Tidak ada kehidupan di kastil milik Azure. Bahkan setelah rombongan para pemimpin klan itu menyebar dan meneliti setiap sudut wilayah klan biru, tak ada  satu makhluk pun baik makhluk penyemai warna maupun hewan-hewan warna yang biasanya menghuni wilayah klan, seolah-olah mereka semua memutuskan untuk benar-benar meninggalkan rumah mereka dan tak kembali lagi.

Reddish melangkah perlahan di ruang depan kastil itu, memindai secara saksama dengan sebelah matanya yang buta warna.

“Kalian menemukan sesuatu?” Reddish bertanya ketika para pemimpin klan yang lain telah berkumpul kembali setelah mereka berpencar untuk melakukan pemindaian.

“Tidak, Tuan. Tidak ada apa pun.” Fuschia menyahut, mewakili yang lainnya.

Kening Reddish berkerut. Tatapan matanya kembali menyapu seluruh sudut ruangan yang ia bisa lantas mengangguk setelah memastikan jika memang tak ada makhluk hidup yang bertahan di wilayah itu.

Sepertinya Azure memang akan menjadi satu-satunya makhluk klan biru yang bertahan dan melakukan penyemaian senja nanti.

“Baik.
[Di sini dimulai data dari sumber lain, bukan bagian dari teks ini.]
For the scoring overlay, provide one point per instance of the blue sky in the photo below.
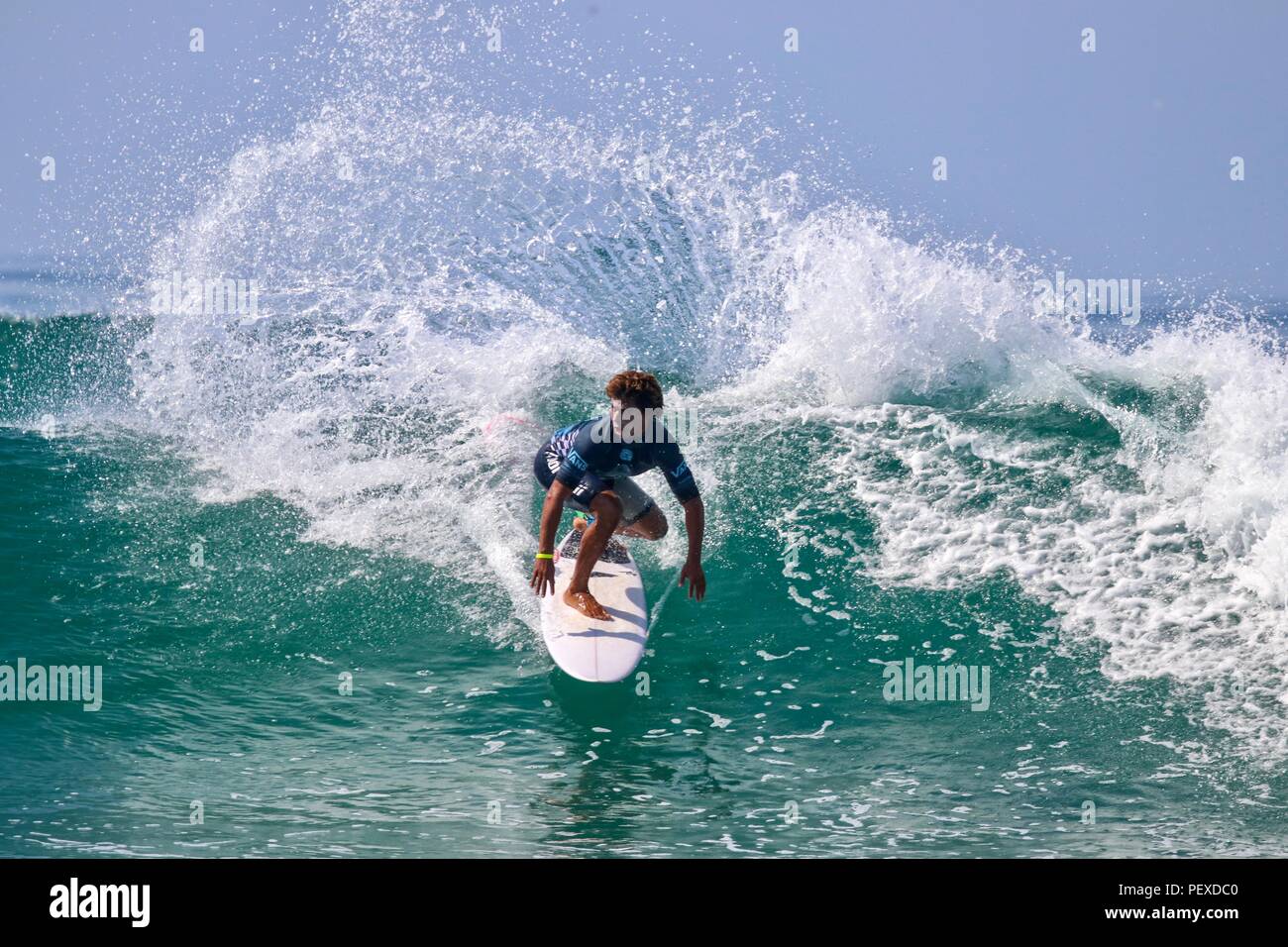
(1117, 159)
Ayo kita ke kastil ungu. Waktu kita semakin sempit.” Reddish mengingatkan semuanya untuk bergegas.

“Siap.” Para pemimpin klan itu menjura dan mengikuti langkah Reddish lagi sebelum kemudian bersama-sama terbang menuju wilayah kastil ungu yang terletak tak jauh dari wilayah klan biru ini.

Kali ini rombongan pemimpin klan itu melesat secepat kilat sehingga warna-warna mereka yang tetinggal di belakang dan mengikuti mereka terbang itu hampir-hampir menyerupai warna pelangi semesta di atas mereka. Reddish mengeluarkan aura merahnya kuat-kuat saat hampir mencapai gerbang wilayah klan campuran itu.
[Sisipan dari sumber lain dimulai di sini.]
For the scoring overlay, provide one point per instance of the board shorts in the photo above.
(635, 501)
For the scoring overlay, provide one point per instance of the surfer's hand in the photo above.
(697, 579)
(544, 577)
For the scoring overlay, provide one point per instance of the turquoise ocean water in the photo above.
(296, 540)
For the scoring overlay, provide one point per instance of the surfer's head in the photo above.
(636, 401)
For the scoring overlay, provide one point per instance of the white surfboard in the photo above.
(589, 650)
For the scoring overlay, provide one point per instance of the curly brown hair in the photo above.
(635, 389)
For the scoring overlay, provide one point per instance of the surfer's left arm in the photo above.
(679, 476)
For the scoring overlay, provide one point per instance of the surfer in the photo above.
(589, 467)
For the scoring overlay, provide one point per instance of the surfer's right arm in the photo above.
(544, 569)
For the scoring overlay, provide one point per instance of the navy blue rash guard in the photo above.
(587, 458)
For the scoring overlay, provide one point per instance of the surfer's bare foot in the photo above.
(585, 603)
Sama seperti wilayah milik Azure, wilayah klan ini pun sama kosongnya begitu mereka mendaratkan kaki di tanahnya yang berdebu tertutup awan. Reddish mengingat-ingat lagi jika terakhir kali ia mengunjungi tempat ini adalah pada saat kematian anggota klan ungu terakhir sebelum pelangi semesta pada akhirnya padam.

Lelaki itu mengernyitkan dahi ketika ia masih mengingat dengan jelas cahaya petir super besar yang sepertinya itu berasal dari wilayah ini. Ada apa? Apakah itu adalah pertanda jika sebentar lagi akan ada anggota klan ungu baru yang akan menempati wilayah ini?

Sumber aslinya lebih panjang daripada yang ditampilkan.